The first? Government is working very hard, full-time. We’re all used to hearing about Congressional gridlock, but it’s not because they’re sitting around doing nothing. The Congressional buildings are constantly in motion; staffers, representatives, and senators are always heading to a meeting, session, briefing. Most of them don’t stop working until after 6:00 or 7:00 and even then they’re constantly keeping tabs on what’s happening in America and around the world.

The second is an extension of the first — the people running our country are human. Perpetually seeing our members of Congress solely through the TV screen and newspaper headlines makes it easy to envision them as robot lawyer billionaires manufactured strictly by Harvard and Yale to spew out every four-syllable word in the dictionary and write legislation with the efficiency of a printing press. They’re not. (Although a legislation-writing robot would be quite useful.) Just like everyone else, they’re regular people trying to do their best at their jobs. The only difference is that their job has higher stakes. Members of Congress eat together in the cafeteria. Republicans and Democrats joke around with each other before hearings. Many offices have office dogs, not for security but for companionship. Congress isn’t made of just lawyers, but ranchers, musicians, pilots, sheriffs, astronauts, and comedians. They are fallible like all humans, but they do understand what America is facing and are working hard.

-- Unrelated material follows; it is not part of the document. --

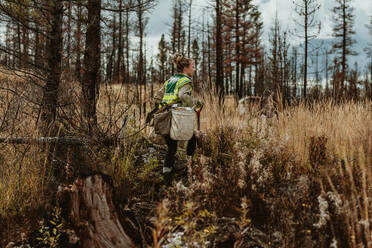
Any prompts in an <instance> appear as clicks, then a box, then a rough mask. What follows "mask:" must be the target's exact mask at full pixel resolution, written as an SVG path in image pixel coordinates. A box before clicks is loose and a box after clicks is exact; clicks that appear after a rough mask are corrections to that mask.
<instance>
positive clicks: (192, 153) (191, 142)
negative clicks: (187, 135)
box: [164, 134, 196, 168]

My third realization is that hearings and markups are actually open to the public. Every time I walk through security in Rayburn, I feel like some security guard is going to lay his hand on my shoulder and calmly escort me to a tour group (or throw me out the front door like Jazz in The Fresh Prince of Bel-Air). But that never happens. Why? Because every American has a right to be in there. It’s our government, and it is treated as such. Anyone can come in and visit their lawmakers’ offices. Anyone can attend hearings – and they do, as you’ll see from the protesters and even the dinosaurs who sometimes show up.

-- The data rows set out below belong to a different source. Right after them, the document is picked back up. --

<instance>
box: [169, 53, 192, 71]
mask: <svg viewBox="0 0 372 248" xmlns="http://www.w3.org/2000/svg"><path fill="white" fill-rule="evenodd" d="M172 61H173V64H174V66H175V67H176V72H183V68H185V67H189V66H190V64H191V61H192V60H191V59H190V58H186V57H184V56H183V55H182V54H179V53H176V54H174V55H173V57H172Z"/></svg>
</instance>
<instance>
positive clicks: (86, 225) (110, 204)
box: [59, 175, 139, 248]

Fourth, you need to read a variety of news sources. Taking this action is imperative not only because every publication has a bias one way or the other – trust me, finding a nonpartisan source is near impossible – but also because there’s so much happening that it’s impossible for any one source to cover everything. I noticed this while reading articles about the hearings after attending them myself. The top five or six articles would often focus on the same topic, which only represented perhaps 10% of the subject matter in the actual hearing. If you only pay attention to one publication, you’re not getting the whole picture.

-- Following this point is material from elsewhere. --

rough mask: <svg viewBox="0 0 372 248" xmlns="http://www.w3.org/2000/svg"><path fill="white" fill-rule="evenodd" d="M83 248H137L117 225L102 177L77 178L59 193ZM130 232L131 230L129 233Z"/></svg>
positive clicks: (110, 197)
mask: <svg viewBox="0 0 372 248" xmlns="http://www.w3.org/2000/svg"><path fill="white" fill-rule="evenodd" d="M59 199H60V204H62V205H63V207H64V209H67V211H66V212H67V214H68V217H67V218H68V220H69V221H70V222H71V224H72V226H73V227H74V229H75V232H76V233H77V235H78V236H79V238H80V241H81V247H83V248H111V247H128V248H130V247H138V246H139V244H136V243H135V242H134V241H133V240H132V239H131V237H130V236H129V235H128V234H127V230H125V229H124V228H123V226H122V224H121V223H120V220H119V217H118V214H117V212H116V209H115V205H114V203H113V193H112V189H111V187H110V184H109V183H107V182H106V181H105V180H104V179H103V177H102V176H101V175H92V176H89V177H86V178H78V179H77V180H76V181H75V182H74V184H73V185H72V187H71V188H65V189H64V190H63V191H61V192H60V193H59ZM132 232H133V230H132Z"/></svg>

Finally, by observing government at the federal level, I learned something important about government at the state and local levels. And that is: it matters. Media attention is generally solely concentrated on Congress, the Supreme Court, and the President. As a result, state and local governments are neglected. The members of Congress are in Washington to represent their home states and districts. I can’t think of a single senator who didn’t ask questions based specifically on their state in the confirmation hearings. They make legislation not just for the country, but for the people in their towns and counties. If that isn’t enough to convince you to pay attention to local politics, consider the fact that most members of Congress served on town councils or state legislature before they were elected to the federal Congress. The council member you elect today could easily be your federal Congress member a few years from now (which is why it’s so awesome that POPVOX State is out now. Shameless plug, but it’s true).       

A huge thank you to POPVOX for giving me this amazing learning experience and the opportunity to see this all first-hand.

And lastly, a few quick takeaways:

·      Senate Dining is waaaay better than House Dining.

·      Unlike most people you see on TV, members of Congress look better in person.

·      There are tunnels underneath the Capitol buildings that allow you to get around without having to go outside in the cold. There’s even an underground subway.

·   The offices vary greatly from custom websites to using the same templates to small staffs to large staffs. Congress is not one homogenous entity.

·      There’s a caucus for just about everything, from the Congressional College Football Caucus to the Motorcycle Caucus.